1. “Can I commit to recovery?”
Whether it’s tummy tuck, breast augmentation, or even a particularly deep laser treatment, it’s essential that you fully understand what the recuperation entails. Can you afford — financially and otherwise — to take a week or more off from work? Are you prepared to give yourself the rest you need, and are you OK with taking time away from the gym? You should also be comfortable handing over housework and other responsibilities to a friend or family member while your body heals, since you may be prohibited from heavy lifting, bending, or exerting yourself for some time after surgery.
Dr. Robert Cohen, a plastic surgeon in Los Angeles, recommends that patients have someone at home with them during the first 24 hours after any major surgery, such as breast augmentation. Get the full picture from your surgeon prior to scheduling your surgery, so that you can put together a recovery plan of action and be fully prepared.
2. “What’s my 5-year plan?”
You don’t need to have your long-term plans hammered out in great detail (after all, who does?), but it’s a good idea to have a rough idea of how your results will fit into your future — and whether you will still be glad you made the decision to undergo surgery in the first place.

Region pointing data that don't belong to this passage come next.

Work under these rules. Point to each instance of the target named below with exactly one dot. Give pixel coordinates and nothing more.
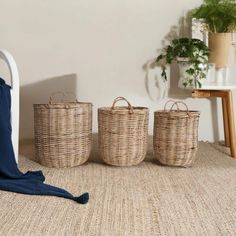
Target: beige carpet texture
(147, 199)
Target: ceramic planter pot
(219, 45)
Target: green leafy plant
(217, 16)
(194, 51)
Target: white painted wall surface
(97, 49)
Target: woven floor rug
(148, 199)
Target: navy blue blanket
(11, 178)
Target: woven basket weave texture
(63, 133)
(123, 134)
(175, 139)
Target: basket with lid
(123, 133)
(175, 136)
(63, 133)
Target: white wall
(96, 48)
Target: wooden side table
(225, 93)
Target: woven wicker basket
(175, 138)
(123, 134)
(63, 133)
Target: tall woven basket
(123, 133)
(175, 138)
(63, 133)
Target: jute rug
(148, 199)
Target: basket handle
(131, 110)
(174, 104)
(64, 94)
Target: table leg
(230, 112)
(226, 124)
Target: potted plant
(192, 58)
(219, 19)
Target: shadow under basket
(175, 138)
(123, 134)
(63, 133)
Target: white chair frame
(15, 97)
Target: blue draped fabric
(11, 178)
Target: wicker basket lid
(129, 109)
(178, 112)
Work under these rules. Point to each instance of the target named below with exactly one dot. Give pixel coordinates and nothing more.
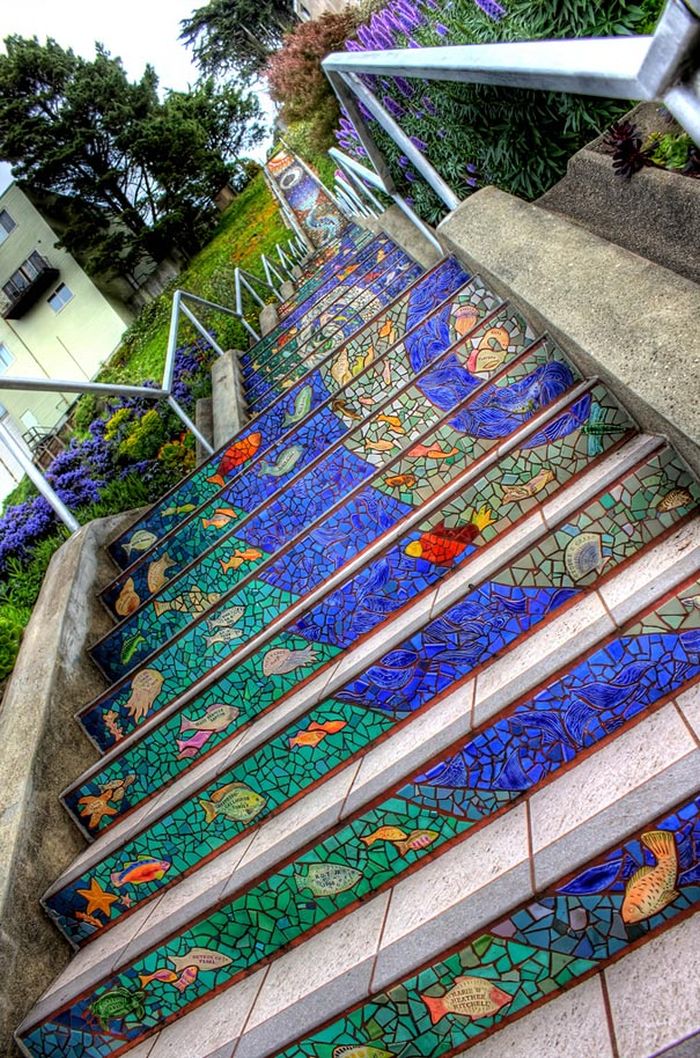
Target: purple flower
(492, 8)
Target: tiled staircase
(402, 733)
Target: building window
(5, 358)
(6, 225)
(25, 274)
(60, 296)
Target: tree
(139, 172)
(296, 77)
(237, 35)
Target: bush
(474, 134)
(296, 79)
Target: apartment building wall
(70, 330)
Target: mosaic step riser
(317, 270)
(629, 675)
(276, 421)
(604, 888)
(306, 197)
(151, 763)
(425, 677)
(258, 361)
(425, 442)
(349, 310)
(326, 261)
(586, 481)
(210, 571)
(383, 766)
(246, 890)
(274, 436)
(180, 495)
(381, 245)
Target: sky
(137, 31)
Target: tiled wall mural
(313, 207)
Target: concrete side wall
(41, 745)
(625, 318)
(72, 343)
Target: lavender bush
(473, 134)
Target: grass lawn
(251, 225)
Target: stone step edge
(296, 478)
(169, 492)
(471, 473)
(480, 565)
(250, 423)
(352, 788)
(636, 777)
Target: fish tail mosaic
(125, 548)
(515, 485)
(337, 395)
(655, 656)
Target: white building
(54, 321)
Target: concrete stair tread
(638, 776)
(383, 766)
(479, 566)
(272, 421)
(533, 660)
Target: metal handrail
(662, 67)
(164, 391)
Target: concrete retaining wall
(40, 748)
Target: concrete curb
(40, 746)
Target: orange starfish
(97, 898)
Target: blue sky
(137, 31)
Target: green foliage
(300, 138)
(671, 150)
(23, 579)
(129, 176)
(144, 437)
(296, 79)
(23, 491)
(250, 226)
(117, 424)
(122, 494)
(236, 35)
(474, 134)
(177, 458)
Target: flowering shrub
(130, 436)
(474, 134)
(296, 79)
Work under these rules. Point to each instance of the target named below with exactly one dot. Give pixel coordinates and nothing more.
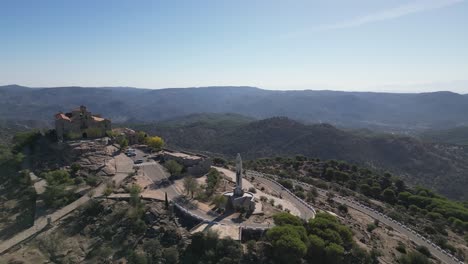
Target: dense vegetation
(425, 210)
(350, 109)
(15, 187)
(321, 240)
(437, 167)
(457, 135)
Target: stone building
(238, 199)
(80, 123)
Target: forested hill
(384, 111)
(457, 135)
(443, 168)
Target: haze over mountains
(384, 111)
(434, 165)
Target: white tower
(238, 190)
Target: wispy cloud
(392, 13)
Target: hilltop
(437, 166)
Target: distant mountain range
(438, 166)
(383, 111)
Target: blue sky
(359, 45)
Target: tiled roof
(62, 116)
(98, 119)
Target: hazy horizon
(379, 46)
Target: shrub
(371, 227)
(92, 180)
(286, 219)
(401, 247)
(423, 250)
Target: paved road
(306, 210)
(123, 168)
(158, 174)
(435, 250)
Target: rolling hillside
(441, 167)
(382, 111)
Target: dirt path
(123, 167)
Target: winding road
(435, 250)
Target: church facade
(80, 123)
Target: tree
(287, 244)
(334, 253)
(220, 201)
(413, 258)
(155, 142)
(190, 185)
(173, 167)
(171, 255)
(284, 218)
(123, 142)
(389, 196)
(135, 191)
(212, 180)
(166, 201)
(141, 137)
(57, 177)
(316, 251)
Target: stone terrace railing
(360, 207)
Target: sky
(358, 45)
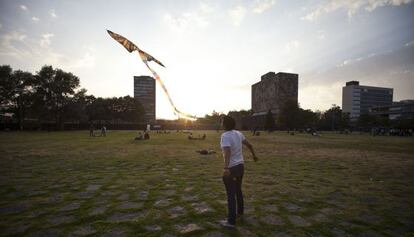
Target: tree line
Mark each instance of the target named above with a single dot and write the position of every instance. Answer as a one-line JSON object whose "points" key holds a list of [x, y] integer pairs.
{"points": [[53, 96]]}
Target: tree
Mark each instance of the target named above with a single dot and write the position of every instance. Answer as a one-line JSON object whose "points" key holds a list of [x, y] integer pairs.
{"points": [[289, 115], [16, 91], [54, 90], [270, 122]]}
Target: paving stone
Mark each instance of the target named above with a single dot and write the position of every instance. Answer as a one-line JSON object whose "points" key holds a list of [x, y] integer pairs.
{"points": [[93, 187], [176, 211], [298, 221], [214, 234], [130, 205], [123, 197], [189, 197], [60, 219], [338, 232], [170, 192], [124, 217], [319, 217], [109, 193], [56, 198], [46, 233], [222, 202], [37, 193], [370, 233], [70, 206], [13, 209], [329, 211], [270, 208], [185, 229], [371, 219], [281, 234], [201, 208], [336, 195], [143, 195], [245, 232], [16, 229], [83, 231], [153, 228], [84, 195], [188, 189], [252, 220], [36, 213], [162, 202], [114, 233], [272, 220], [168, 235], [369, 200], [291, 207], [98, 211]]}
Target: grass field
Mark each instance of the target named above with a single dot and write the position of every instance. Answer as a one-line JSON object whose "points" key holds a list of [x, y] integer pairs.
{"points": [[70, 184]]}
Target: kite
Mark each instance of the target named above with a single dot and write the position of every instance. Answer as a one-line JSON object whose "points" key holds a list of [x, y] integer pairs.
{"points": [[148, 58]]}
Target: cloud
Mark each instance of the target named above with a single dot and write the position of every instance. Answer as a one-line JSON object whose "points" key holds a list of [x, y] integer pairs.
{"points": [[15, 45], [292, 45], [393, 69], [351, 7], [53, 13], [11, 44], [189, 20], [321, 35], [262, 5], [237, 14], [46, 39], [24, 8]]}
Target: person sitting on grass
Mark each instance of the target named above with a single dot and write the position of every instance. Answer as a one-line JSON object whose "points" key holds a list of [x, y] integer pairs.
{"points": [[231, 144], [146, 135], [139, 137], [206, 151]]}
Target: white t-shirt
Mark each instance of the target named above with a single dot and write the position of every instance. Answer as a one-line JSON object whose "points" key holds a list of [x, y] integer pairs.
{"points": [[233, 139]]}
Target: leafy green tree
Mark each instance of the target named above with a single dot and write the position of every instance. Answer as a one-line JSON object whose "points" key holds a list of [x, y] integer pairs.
{"points": [[16, 92], [54, 90]]}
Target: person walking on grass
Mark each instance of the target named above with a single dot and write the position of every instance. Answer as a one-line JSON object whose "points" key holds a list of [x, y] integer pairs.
{"points": [[231, 145]]}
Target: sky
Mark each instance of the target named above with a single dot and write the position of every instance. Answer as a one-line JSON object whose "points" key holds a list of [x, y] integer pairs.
{"points": [[215, 50]]}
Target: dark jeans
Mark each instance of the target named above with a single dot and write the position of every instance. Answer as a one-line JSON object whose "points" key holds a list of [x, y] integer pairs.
{"points": [[233, 183]]}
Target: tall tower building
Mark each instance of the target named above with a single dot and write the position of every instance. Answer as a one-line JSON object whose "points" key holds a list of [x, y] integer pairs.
{"points": [[144, 92], [357, 99], [272, 92]]}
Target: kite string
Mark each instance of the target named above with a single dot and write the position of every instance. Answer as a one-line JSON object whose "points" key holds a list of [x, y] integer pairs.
{"points": [[158, 78]]}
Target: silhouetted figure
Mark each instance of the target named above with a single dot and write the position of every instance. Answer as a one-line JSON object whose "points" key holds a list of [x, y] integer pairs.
{"points": [[231, 144], [206, 152], [91, 129], [103, 131], [146, 136], [139, 137]]}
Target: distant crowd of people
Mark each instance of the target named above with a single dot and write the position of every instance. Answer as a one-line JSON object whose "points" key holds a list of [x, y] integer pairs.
{"points": [[93, 134]]}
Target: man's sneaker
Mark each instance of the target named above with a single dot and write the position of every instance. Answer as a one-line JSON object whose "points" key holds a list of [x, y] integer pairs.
{"points": [[225, 223]]}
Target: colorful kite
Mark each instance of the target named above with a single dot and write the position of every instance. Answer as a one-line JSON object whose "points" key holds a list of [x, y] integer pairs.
{"points": [[147, 58]]}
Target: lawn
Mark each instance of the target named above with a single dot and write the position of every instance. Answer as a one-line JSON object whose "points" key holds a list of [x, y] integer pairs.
{"points": [[70, 184]]}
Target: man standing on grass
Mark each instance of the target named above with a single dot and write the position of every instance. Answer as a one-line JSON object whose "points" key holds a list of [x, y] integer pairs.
{"points": [[231, 144]]}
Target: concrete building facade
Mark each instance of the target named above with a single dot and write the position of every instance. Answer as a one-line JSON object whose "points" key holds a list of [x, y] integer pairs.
{"points": [[358, 99], [272, 92], [403, 109], [144, 92]]}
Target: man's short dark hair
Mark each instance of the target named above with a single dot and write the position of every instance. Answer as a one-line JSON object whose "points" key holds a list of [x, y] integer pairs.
{"points": [[229, 123]]}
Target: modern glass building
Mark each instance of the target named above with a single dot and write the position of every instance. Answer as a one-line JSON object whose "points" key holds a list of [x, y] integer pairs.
{"points": [[144, 92], [358, 99]]}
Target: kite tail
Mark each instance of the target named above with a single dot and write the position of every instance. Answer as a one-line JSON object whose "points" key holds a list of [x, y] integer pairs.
{"points": [[158, 78]]}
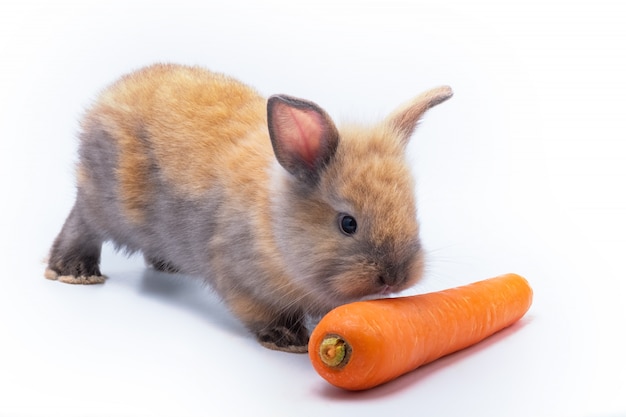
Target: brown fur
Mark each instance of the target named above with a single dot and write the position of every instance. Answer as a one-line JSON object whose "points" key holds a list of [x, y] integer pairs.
{"points": [[206, 177]]}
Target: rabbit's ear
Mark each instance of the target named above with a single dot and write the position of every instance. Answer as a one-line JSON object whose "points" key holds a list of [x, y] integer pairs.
{"points": [[303, 136], [406, 117]]}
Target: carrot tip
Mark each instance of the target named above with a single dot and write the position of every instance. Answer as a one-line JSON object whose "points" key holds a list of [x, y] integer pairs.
{"points": [[334, 351]]}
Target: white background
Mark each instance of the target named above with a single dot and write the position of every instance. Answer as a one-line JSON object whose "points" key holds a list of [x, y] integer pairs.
{"points": [[523, 171]]}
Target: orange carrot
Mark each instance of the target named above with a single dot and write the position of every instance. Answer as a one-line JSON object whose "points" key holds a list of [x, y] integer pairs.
{"points": [[364, 344]]}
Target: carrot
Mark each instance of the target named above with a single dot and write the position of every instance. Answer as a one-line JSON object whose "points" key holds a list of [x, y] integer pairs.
{"points": [[364, 344]]}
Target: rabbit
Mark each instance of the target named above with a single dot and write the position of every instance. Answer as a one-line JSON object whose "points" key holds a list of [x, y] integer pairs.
{"points": [[283, 213]]}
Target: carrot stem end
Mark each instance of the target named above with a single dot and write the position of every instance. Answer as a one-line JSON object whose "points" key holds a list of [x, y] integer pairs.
{"points": [[334, 351]]}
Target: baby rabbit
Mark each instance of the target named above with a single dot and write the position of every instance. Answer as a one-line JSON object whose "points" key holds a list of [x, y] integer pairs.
{"points": [[283, 213]]}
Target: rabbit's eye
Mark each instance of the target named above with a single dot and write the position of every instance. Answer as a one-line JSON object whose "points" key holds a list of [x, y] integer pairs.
{"points": [[347, 224]]}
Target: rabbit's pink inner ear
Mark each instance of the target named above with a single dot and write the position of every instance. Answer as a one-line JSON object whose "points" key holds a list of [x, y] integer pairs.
{"points": [[300, 132]]}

Are you typically on the impulsive side? Are you prone to indecision? Are you basing your surgery on a fleeting trend, rather than your own personal goals? Take some time to really think about why you want to have surgery, and make sure the reason is still one you’ll be happy with in the years to come.
3. “Is everyone on board?”
Plastic surgery is a personal decision that is solely yours to make. But just like any other major event in life, it’s a lot easier to get through it when you have a strong support system. Before pursuing plastic surgery, you’ll likely need to have some serious conversations with your partner, your family, and maybe even your primary care doctor.
For one thing, with the cost of a typical breast augmentation inching toward $10,000, this isn’t a purchase you’ll want to make in secret. And elective surgery is still surgery, so if you have any ongoing health issues, it’s a good idea to get the green light from your regular doctor first.
4. “What do I need from a surgeon?”
Choosing a plastic surgeon is a bit different from choosing a dentist or a primary care doctor. Your insurance company isn’t going to cover it (except in a few specific circumstances) — but that also means they won’t be interfering or limiting your choices, so you’re free to shop around.
While finding a surgeon with the right credentials, like board certification, is objectively important, other factors are a matter of personal preference. For example, do you want a surgeon who talks to you like a BFF, or a serious doctor who’s all business?
It’s OK to be uncertain of what you want, especially if you’re still beginning the process. Schedule a few consultations with qualified doctors near you, so you can get a feel for the different “styles” out there and start narrowing down your options. Once you find the right fit, you’ll know it.